After I soldered the wires it occurred to me I could have trimmed them a bit. Some more kapton tape keeps everything tight in place.
Now here comes the little trick. I put everything on the track yet when I tried I couldn't get any effect from the keeper!
I redid the soldering to make sure, checked the red/black wires had power, made sure the CV 113 had a non-zero value, didn't matter, it clearly wasn't powering anything at all. Eventually I asked ESU for some insight.
So here's the trick, according to ESU, on this LokSound, AUX6 is shared between the AUX6 function and the white wire that activates the PowerPack. On this Rapido RDC, AUX6 is used for the rear ditch lights and the factory setting is for them to be programmed as Gyra Lights.
To use the PowerPack, the AUX6 function must be disabled:
- Using DecoderPro, go to the "Function Outputs" page and change "Aux6 Mode" from Gyra Light to Disabled.
- Using CVs: CV31 = 16, CV32 = 0, CV315 = 0.
The issue I did notice is that when the AUX6 output is disabled, the rear ditch lights are then always on. It's barely visible on the SP-10, it only shows as a very faint light in the rear cab. I have not done it but an idea would be to unsolder the wire on the AUX6 pad on the motherboard, the second from the top as seen on this picture, with the advantage that it's easily reversible:
3- Accessing the Motors
First remove the shell as explained above. Then remove the screws holding the end boards in each “cab”:
Loosen the board, it is simply clipped in the middle red supports:
Finally the piece with the seats can be removed, there are 3 screws in the aisles (don’t forget the ones next to each bathroom!) and 2 above each motor:
Note that the “aisles” screws and the motor ones are not the same, so store them appropriately.

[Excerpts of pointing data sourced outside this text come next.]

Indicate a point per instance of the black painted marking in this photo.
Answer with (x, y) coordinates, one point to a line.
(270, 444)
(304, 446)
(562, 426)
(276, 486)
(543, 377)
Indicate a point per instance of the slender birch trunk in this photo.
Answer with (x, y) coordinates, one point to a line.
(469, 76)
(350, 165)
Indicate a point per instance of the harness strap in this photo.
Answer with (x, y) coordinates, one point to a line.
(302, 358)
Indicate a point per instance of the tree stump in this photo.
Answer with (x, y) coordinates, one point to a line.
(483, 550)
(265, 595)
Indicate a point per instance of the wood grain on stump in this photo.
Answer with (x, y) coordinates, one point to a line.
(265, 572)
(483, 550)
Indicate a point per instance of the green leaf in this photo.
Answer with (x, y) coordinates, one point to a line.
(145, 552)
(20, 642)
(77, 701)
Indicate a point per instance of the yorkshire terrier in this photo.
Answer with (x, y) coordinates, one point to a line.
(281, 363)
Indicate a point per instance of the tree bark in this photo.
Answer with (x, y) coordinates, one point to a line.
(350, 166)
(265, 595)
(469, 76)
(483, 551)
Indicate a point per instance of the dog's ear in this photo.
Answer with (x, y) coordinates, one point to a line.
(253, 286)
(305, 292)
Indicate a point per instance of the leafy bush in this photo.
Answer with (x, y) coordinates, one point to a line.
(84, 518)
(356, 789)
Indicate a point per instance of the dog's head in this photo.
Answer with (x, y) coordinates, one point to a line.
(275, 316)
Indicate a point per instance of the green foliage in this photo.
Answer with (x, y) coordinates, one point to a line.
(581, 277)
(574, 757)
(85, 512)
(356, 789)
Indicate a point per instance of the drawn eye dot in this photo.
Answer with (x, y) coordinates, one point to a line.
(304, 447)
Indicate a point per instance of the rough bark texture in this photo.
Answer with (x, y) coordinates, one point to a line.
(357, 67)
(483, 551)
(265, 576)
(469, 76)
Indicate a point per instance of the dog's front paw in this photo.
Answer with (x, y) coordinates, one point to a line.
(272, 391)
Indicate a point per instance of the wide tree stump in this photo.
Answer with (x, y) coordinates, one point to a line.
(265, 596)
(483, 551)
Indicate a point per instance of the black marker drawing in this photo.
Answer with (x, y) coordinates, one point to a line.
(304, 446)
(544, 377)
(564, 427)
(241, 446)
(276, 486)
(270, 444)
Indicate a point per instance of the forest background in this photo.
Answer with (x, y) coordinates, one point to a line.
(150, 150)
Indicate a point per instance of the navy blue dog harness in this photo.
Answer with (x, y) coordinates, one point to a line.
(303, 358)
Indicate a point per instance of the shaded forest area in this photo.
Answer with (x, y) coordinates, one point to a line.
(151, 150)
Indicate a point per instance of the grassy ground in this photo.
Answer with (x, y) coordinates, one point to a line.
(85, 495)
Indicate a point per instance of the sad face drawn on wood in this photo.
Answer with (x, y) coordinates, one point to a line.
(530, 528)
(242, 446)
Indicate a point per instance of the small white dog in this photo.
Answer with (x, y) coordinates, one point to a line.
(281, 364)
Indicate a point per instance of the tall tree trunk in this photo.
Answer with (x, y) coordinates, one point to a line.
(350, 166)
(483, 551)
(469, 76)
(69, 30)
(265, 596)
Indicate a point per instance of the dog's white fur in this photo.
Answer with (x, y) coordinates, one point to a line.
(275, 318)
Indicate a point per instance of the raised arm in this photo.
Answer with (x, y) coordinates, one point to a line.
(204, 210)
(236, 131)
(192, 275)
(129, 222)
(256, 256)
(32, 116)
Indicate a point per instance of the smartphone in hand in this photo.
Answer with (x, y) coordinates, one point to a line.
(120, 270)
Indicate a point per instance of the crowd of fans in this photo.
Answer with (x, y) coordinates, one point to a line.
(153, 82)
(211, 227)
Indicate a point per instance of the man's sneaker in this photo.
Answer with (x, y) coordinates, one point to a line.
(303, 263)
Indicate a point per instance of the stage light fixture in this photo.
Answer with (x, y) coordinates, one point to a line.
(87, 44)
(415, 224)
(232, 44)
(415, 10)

Pull the seats frame gently -- the red/black wires need to be “threaded” through, especially the ones around the motor covers. Also note that the pick up red/black wires are attached in the aisles next to the bathrooms:
Finally we get to the motors and the drive axles:
The original motors have supports that are glued with a bit of CA. Simply use a hobby knife to pull the supports up gently:
Original motor taken out, note how there are 2 supports, one stuck behind the flywheel and one that can move out:
4- Replacing the motors
Eventually the RDC at Randall stopped working. One truck was clearly not running anymore, at least not consistently. The symptom is that one truck runs fine, and the other one does not run at slow speed but sometimes runs at full speed.
First things first: if for some reason one or both of the original motors failed, contact Rapido’s support. It’s apparently a known issue in their first motor batch. Even trying to use contact cleaner such as CRC 2-26 on the collector did not fix the issue with mine.
They sent me new motors as well as new supports. The new supports are much easier to use than the previous ones, they clip on the motor frame.
Some tips from this blog post:
- “I can’t find the + side on the motor”. That was my main issue and I proceeded by elimination -- solder it and see if the motors turn in the right direction. For that I made a mark on the flywheel with a black marker on the original motors and made sure the new ones were turning in the same direction. I got one right and one wrong.
- ⇒ Turns out there is a “+” mark on the motor, on the vertical end wall next to the flywheel. It’s a very very tiny mark which I mistook for a scratch at first. It matches the red wire.
- Out of 4 new motors, one didn’t turn smoothly at all, and another one the flywheel was 1 mm too far and was rubbing against the plastic well. This was only apparent once the cover was screwed in place.
- Route the red/black wires and solder them in the direction that matches the cover with the seats. Otherwise they are not long enough to be routed back against the sides.
Reassembly is basically following the steps in reverse direction. It’s a tad tricky to put back the seats cover and pull all the red/black wires at the same time. Just go slowly and check the drive runs smoothly before and after screwing the seats cover.